While possibly being seen as interfering with day-to-day activities of the project team, level setting pays significant dividends in the long run. A new project member will have to learn the required information at some point during the project. Unfortunately, though, instead of capitalizing on the availability and free time of a new project member for a comprehensive level setting, most project teams wait to truly explain core concepts of the project until they are needed for a current task.

The three methods below serve as useful tools to help getting new team mates up to speed and break this trend.

  1. Teach it Back – One of the most effective ways to make sure someone has understood you is to ask them to repeat back what they have heard. I would suggest a step further. After taking enough time to fully explain the business needs, the current state and the goals of the project, ask the new project member to ‘teach‘ back to you what the current project is. Pretend you know nothing about the project - would you understand why your project team has been brought on based on the explanation given? (Also, asking the new employee to explain gives you the opportunity to pose questions about areas not completely understood in a non-confrontational way.)
  2. Shadowing – Since there are often prolonged stretches of time where a new project member does not have access, it can be really helpful for an existing teammate to actually walk through specific tasks with new teammates by their side. This process of shadowing sets aside time for the experienced project member to explain and show actual tasks. Moreover, the new team member is able to ask questions during each step of the process and see programs and processes that may not be clear through a written or verbal explanation.
  3. Draw Draw Draw – People learn through hearing, seeing and touching. Since information is not tangible, seeing and hearing are the only tools we have for explanation. So, diagrams or any sort of illustration are essential tools to further explain the operations of the project. I recently wrote a post about the importance of diagrams, but whiteboards are just as useful for level setting. Most importantly, level setting is an interactive process; just forwarding all of the technical design documents won't adequately explain the project. Take time to sit down one-on-one and walk through the diagram step by step.

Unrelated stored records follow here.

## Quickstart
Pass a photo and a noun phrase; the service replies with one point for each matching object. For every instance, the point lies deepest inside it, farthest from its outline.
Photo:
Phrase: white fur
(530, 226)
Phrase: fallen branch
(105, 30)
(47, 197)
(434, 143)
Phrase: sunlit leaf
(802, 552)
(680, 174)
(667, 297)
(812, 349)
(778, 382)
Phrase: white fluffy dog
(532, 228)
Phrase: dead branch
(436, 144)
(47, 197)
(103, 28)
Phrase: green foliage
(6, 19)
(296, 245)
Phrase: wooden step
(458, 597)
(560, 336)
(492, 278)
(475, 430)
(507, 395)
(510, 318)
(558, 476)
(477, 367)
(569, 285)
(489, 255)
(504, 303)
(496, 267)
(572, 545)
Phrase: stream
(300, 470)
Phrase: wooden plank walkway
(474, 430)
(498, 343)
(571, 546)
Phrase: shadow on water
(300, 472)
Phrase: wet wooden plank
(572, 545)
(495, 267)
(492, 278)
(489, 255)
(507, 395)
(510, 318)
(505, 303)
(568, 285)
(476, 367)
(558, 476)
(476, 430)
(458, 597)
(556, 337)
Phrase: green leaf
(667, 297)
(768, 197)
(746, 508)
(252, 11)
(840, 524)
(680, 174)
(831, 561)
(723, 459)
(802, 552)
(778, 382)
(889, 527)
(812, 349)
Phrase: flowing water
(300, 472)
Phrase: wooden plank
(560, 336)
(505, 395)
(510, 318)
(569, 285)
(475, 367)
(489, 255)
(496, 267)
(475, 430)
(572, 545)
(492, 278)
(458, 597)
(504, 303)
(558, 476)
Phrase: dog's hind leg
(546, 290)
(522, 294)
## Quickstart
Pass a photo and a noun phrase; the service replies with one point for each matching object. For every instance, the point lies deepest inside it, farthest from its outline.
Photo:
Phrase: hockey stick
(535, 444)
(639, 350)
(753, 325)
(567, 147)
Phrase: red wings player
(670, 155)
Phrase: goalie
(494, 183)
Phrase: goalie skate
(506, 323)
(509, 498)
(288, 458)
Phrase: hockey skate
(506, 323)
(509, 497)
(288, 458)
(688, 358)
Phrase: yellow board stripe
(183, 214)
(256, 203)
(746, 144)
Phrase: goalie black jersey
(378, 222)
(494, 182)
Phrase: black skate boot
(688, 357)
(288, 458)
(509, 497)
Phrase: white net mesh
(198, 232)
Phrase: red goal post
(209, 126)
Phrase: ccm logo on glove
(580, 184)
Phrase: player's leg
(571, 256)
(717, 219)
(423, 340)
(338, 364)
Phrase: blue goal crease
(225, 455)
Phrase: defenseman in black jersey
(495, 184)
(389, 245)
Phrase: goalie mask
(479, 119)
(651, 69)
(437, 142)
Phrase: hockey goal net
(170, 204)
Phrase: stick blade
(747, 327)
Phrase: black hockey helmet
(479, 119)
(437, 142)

Level setting is a simple concept that often gets overlooked during the initial stages for a new project member. While this is understandable – we're all busy, after all – it can lead to new project members being slower to fully grasp essential concepts, other team members getting bogged down with future questions and limiting the efficiency of the team. Investing time to level set using the above tactics will do much to help minimize these pitfalls. And while there's certainly an up-front cost to using working resources to level set new members, the return on that investment will ensure that the new team member will grasp key concepts quickly, contribute in a shorter time and, ultimately, deliver a better product.